The VMworld Europe is a smaller event and requires less capacity and scalability, but has the same availability and performance requirements. What is unique for that event is that we aim to have the primary cloud source located “nearby” in order to keep latency low and maximize user experience. Eliminating transatlantic WAN trips is a good way to do that, so we try to run the labs out of a datacenter in Europe for that event.
Public Hands-on Labs Portal
At the other end of the spectrum, the public HOL site is our free service which we run on standard, shared infrastructure that is part of our private cloud. We do our best to stay on top of the availability, capacity and performance of this offering, but things do happen. At times, it may take a little longer to access the labs, or we may have outages that render them inaccessible for a bit. Availability and support is on a “best effort” basis, but since we don’t charge anything for this service, our users tend to be very understanding.
With that bit of background out of the way, you understand a bit of why we have multiple clouds. Unfortunately, with multiple clouds comes additional complexity. In order to start a vPod in a given cloud, the template for that vPod must exist in that particular cloud. Some of our challenges are keeping track of which versions of which vPods are present in which clouds, which templates are authoritative, and then resolving any differences.

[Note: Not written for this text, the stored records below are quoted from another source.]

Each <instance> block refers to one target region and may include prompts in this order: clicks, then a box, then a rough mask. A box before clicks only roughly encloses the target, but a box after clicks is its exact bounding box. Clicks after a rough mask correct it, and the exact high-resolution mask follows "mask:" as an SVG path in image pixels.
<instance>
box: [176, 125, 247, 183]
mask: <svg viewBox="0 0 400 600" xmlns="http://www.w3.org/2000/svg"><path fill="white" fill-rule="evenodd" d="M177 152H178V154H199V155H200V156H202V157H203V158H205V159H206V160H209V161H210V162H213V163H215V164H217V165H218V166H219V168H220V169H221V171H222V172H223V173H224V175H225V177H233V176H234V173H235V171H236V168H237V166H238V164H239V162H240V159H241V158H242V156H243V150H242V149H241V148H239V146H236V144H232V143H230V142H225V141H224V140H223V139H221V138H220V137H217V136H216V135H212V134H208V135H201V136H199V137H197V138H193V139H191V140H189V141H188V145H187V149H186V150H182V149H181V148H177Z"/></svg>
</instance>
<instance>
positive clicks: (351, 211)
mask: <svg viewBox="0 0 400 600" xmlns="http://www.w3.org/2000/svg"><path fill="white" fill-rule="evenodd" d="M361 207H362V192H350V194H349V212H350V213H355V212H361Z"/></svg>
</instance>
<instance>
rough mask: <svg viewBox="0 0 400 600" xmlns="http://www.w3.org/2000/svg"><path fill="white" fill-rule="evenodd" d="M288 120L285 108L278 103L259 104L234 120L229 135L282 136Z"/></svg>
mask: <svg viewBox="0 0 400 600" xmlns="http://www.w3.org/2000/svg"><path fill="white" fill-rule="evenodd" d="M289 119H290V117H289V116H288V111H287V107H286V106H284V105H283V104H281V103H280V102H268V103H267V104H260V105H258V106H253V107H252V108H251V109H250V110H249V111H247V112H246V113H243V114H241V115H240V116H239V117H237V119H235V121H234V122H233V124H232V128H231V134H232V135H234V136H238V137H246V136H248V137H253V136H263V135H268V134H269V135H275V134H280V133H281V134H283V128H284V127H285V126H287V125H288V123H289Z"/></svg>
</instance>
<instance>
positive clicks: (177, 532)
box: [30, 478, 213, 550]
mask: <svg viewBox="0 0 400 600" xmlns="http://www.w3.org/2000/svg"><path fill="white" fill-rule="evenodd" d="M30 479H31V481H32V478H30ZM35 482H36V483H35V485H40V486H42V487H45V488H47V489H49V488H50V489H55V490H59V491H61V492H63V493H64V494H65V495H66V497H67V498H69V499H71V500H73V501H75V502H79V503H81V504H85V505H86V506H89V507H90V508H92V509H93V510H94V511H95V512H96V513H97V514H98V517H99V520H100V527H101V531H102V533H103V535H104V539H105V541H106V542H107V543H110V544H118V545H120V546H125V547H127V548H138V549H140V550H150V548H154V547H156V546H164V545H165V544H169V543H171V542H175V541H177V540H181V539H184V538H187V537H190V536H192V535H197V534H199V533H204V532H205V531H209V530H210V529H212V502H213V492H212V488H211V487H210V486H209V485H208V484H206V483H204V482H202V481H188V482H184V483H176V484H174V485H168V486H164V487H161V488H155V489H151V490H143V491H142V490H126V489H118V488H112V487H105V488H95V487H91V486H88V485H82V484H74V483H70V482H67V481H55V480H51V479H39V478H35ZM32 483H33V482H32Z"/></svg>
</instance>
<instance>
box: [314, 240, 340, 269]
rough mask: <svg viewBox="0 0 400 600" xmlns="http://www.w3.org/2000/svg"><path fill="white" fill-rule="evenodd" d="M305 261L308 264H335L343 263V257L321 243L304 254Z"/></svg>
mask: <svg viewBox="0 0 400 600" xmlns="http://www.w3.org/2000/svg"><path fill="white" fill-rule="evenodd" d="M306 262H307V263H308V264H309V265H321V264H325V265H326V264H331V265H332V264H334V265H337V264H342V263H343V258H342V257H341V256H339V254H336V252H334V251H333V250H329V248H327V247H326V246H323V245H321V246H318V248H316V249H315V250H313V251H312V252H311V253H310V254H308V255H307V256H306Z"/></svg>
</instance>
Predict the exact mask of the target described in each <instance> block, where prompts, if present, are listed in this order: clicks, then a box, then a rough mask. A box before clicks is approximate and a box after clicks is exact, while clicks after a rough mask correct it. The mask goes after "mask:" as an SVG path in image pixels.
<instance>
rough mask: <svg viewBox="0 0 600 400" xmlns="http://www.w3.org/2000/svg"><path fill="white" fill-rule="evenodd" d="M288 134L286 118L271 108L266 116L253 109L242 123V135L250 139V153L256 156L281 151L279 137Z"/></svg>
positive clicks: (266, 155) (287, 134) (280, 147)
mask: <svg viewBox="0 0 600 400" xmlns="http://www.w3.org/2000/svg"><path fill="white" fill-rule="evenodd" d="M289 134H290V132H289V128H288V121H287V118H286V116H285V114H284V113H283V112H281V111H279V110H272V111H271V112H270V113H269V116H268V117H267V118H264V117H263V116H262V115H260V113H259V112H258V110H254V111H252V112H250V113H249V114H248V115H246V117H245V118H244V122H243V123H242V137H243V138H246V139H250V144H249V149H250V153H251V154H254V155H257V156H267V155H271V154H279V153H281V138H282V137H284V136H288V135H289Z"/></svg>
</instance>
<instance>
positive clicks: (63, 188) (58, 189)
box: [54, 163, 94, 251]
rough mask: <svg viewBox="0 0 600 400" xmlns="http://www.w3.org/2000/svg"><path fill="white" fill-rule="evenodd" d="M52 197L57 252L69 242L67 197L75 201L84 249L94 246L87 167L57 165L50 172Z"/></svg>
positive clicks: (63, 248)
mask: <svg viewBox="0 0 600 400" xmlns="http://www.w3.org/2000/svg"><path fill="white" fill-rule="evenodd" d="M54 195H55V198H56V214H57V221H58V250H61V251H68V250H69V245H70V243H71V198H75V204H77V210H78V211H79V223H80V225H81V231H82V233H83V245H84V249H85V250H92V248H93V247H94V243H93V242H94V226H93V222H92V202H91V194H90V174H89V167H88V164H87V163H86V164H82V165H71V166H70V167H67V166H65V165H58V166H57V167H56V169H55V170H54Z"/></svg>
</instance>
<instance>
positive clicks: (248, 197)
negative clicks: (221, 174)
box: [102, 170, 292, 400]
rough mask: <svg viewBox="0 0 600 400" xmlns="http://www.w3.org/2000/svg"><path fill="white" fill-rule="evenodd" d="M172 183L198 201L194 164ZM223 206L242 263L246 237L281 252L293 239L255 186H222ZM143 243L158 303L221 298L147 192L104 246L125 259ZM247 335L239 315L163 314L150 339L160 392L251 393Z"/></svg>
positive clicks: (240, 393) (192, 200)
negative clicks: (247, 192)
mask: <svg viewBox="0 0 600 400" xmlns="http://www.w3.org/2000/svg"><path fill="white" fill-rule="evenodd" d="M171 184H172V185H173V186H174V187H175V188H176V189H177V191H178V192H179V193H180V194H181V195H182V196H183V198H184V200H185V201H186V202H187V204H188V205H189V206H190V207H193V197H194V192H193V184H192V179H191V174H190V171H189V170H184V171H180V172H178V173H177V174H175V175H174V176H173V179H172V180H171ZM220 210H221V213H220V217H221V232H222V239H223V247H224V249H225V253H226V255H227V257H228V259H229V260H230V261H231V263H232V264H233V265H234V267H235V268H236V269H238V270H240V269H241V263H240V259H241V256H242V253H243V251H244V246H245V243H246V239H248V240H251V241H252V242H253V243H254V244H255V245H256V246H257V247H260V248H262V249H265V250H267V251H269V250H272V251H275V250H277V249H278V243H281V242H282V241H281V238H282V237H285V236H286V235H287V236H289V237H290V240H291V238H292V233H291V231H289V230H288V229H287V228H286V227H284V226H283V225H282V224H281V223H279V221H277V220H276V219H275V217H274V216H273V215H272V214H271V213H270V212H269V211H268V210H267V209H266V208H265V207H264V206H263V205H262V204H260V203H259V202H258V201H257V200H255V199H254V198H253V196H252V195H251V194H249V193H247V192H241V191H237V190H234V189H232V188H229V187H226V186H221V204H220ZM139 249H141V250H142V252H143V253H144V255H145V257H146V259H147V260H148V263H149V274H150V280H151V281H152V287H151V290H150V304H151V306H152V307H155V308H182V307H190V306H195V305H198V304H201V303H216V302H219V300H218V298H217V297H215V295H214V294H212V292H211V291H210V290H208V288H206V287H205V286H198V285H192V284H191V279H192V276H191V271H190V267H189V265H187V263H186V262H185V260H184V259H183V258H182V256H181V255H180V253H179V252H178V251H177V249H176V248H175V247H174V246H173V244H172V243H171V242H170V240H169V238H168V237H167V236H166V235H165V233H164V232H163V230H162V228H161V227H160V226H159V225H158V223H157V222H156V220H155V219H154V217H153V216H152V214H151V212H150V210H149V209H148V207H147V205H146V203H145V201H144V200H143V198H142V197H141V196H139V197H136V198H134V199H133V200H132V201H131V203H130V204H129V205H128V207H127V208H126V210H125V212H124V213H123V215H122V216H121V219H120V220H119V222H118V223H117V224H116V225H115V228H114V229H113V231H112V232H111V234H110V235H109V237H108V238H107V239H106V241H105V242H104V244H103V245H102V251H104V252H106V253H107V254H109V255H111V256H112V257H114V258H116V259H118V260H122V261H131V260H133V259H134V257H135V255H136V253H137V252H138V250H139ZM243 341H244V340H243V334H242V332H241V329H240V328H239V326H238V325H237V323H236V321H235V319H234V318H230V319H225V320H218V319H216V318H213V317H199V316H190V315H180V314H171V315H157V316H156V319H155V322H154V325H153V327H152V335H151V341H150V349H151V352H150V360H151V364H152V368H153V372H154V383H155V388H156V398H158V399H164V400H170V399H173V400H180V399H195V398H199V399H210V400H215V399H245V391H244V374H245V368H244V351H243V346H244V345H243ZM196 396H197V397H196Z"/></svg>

These labs and vPods are not static entities: software versions are updated, bugs are fixed, and lab flow is tweaked on a regular basis — a lot of that occurs in response to feedback from our vast community of HOL users (THANK YOU!). We read all of the feedback from the post-lab surveys and try to stay on top of the postings on the VMware HOL Community. Any change to a vPod requires that a new version of the pod be spawned and replicated around to any of the clouds hosting that vPod.
In my next (shorter!) post, I will look at how we leverage PowerCLI to verify that the same versions are present in each of the multiple clouds we use to host our labs. In future posts, I will cover how we efficiently and securely replicate the vPods between sites and talk a little about some fun we have with Windows VMs running in clouds backed by different hardware.